Sukses

Jaksa Sebut Jual Beli Rumah Thio Ida untuk Tutupi Suap Anak Usaha Wilmar ke Rafael Alun

Jaksa KPK meyakini jual beli rumah itu untuk menutupi pemberian suap kepada Rafael Alun terkait pemeriksaan pajak salah satu anak usaha Wilmar Group tersebut.

Liputan6.com, Jakarta - Jaksa penuntut umum (JPU) pada Komisi Pemberantasan Korupsi (KPK) menyebut pemberian uang Rp6 miliar dari PT Cahaya Kalbar kepada mantan pejabat Direktorat Jenderal Pajak Kementerian Keuangan (DJP Kemenkeu) Rafael Alun Trisambodo disamarkan melalui jual beli aset rumah, di Perumahan Taman Kebon Jeruk, Blok G1, Kav 112, Kelurahan Srengseng, Kecamatan Kembangan, Kota Jakarta Barat.

Jaksa KPK meyakini jual beli rumah itu untuk menutupi pemberian suap kepada Rafael Alun terkait pemeriksaan pajak salah satu anak usaha Wilmar Group tersebut.

Keyakinan jaksa KPK itu dituangkan dalam analisa yuridis yang termaktub dalam surat tuntutan teehadap Rafael Alun.
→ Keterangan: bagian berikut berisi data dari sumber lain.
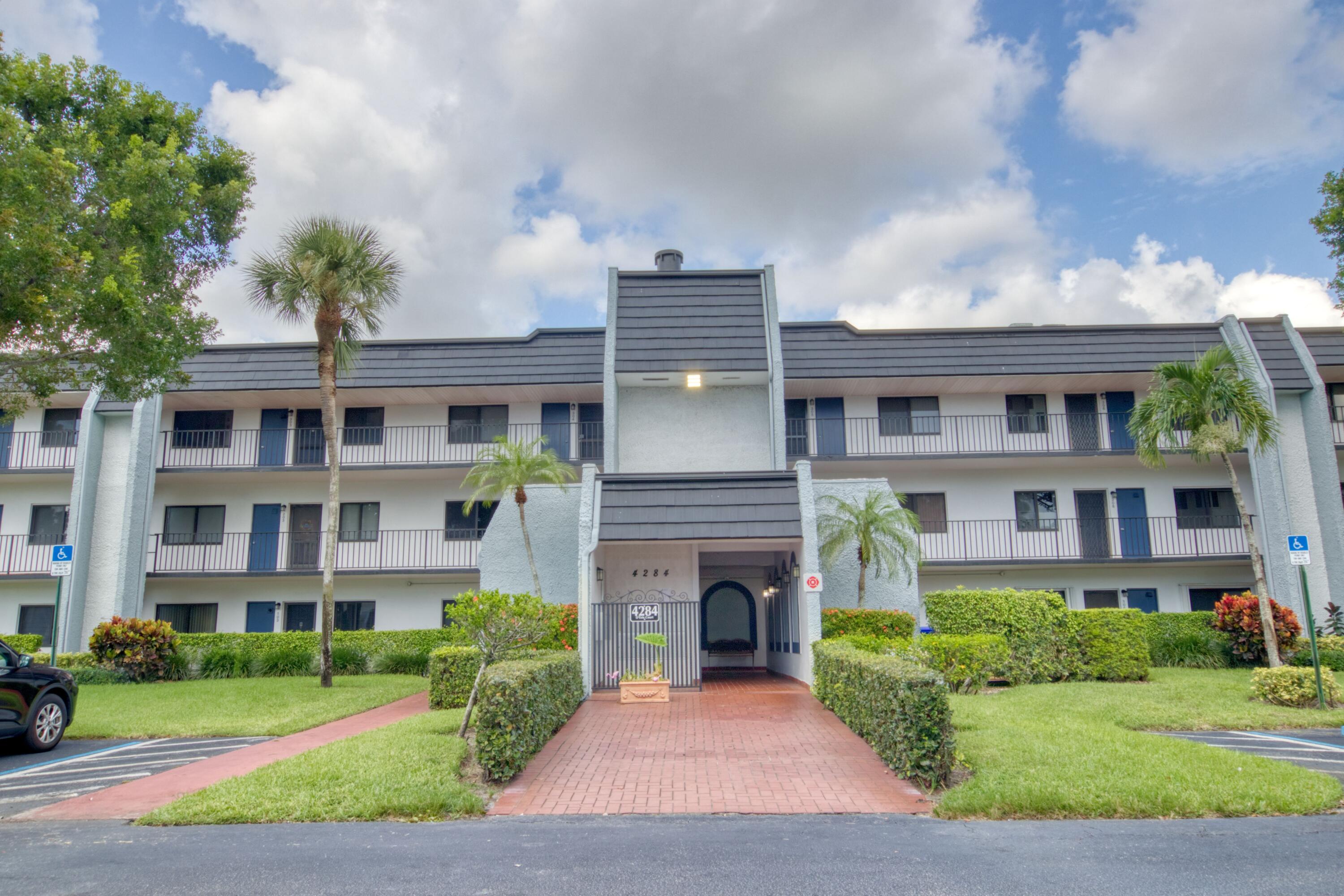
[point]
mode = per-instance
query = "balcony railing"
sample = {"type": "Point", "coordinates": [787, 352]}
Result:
{"type": "Point", "coordinates": [1082, 540]}
{"type": "Point", "coordinates": [263, 552]}
{"type": "Point", "coordinates": [52, 450]}
{"type": "Point", "coordinates": [975, 435]}
{"type": "Point", "coordinates": [370, 445]}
Tuntutan itu dibacakan di Pengadilan Tipikor pada Pengadilan Negeri Jakarta Pusat (PN Jakpus), Senin (11/12/2023).

"Hal ini menunjukan bahwa transaksi penjualan tanah tersebut hanya sebagai sarana saja untuk menutupi adanya pemberian sejumlah uang oleh perusahaan Grup Wilmar kepada terdakwa," ujar jaksa KPK Wawan Yunarwanto dalam analisa yuridis tuntutan Rafael Alun, Senin (11/12/2023).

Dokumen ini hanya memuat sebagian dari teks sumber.